Taxation of cryptocurrency investments: In its 2014-21 Notice, the IRS discussed taxation of cryptocurrencies, labeling virtual currencies as properties. The sale of cryptocurrencies for a gain will generate capital gains, hence avoiding unrelated business income tax (UBIT) or any other tax consequences for your SD IRA.
Why You Would Want to Invest in Cryptocurrencies with Retirement Funds
- Invest in a promising technology: One of the key benefits of investing in cryptocurrencies is the opportunity to invest in an upcoming technology. A well-analyzed investment has the potential to offer long-term returns.
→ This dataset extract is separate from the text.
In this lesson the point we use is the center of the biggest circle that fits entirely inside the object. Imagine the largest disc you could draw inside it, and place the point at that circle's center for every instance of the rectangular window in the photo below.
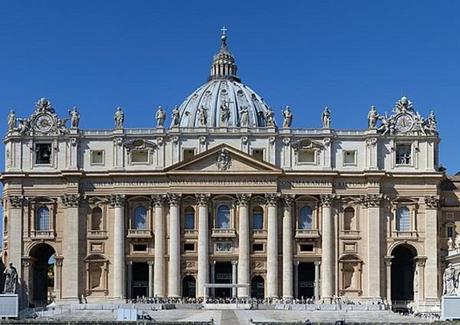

- Low investments: Depending on your investment timing, it is possible to purchase cryptocurrencies at reasonable prices, except the top cryptocoins including Bitcoin or Ethereum etc. If the project performs well, the chances of growth are exponential.
- Leverage the limited supply-demand principle of cryptocurrencies: Cryptocurrencies follow the limited supply-demand principle, allowing their tokens to appreciate with increasing demand. For an instance, the maximum number of bitcoins that can be created is capped at 21 million, and its rate of generation will gradually decrease in the upcoming years. This will help drive the prices higher, offering exponential returns in the process.
What are the Risks Involved in Cryptocurrency Investing?
- Lacking strict regulations: There are no strict regulations binding cryptocurrencies. Their global presence and decentralized operations make them untraceable and hard to regulate. The SEC has released its latest ruling regarding ICOs (Initial Coin Offerings), which states that depending on the specific “facts and circumstances” of an ICO, the offered cryptocoins might be considered as securities, and hence, will have to adhere to the agency’s regulations. However, stricter regulations for cryptocurrencies are a must to make them a secure investment for regular investors. It is important to monitor legal regulations governing virtual currenciews before you invest in cryptocurrencies.
- Speculative investing: Cryptocurrency investing is speculative in nature. Unlike stocks markets, these currencies are not backed by any product or robust business. In fact, several startups conducting ICOs do not even have a ‘market-ready’ product. Their prices are driven higher on speculative bets of future price appreciation.
- Fluctuating prices: It is normal for the cryptocurrencies to lose 10% or even 20% value within weeks. Their values depend upon their global acceptance, so if their global demand decreases, they are likely to plummet accordingly.
In a nutshell
Cryptocurrencies are in the market for almost 8 years. According to industry experts, they are here to stay, but the key to cryptocurrency investing is to be able to identify good investing opportunities.
Before you decide to invest in cryptocurrencies with your retirement money, educate yourself and find out everything you can about them. After all, you will need real cash to retire, so analyze every investment opportunity professionally.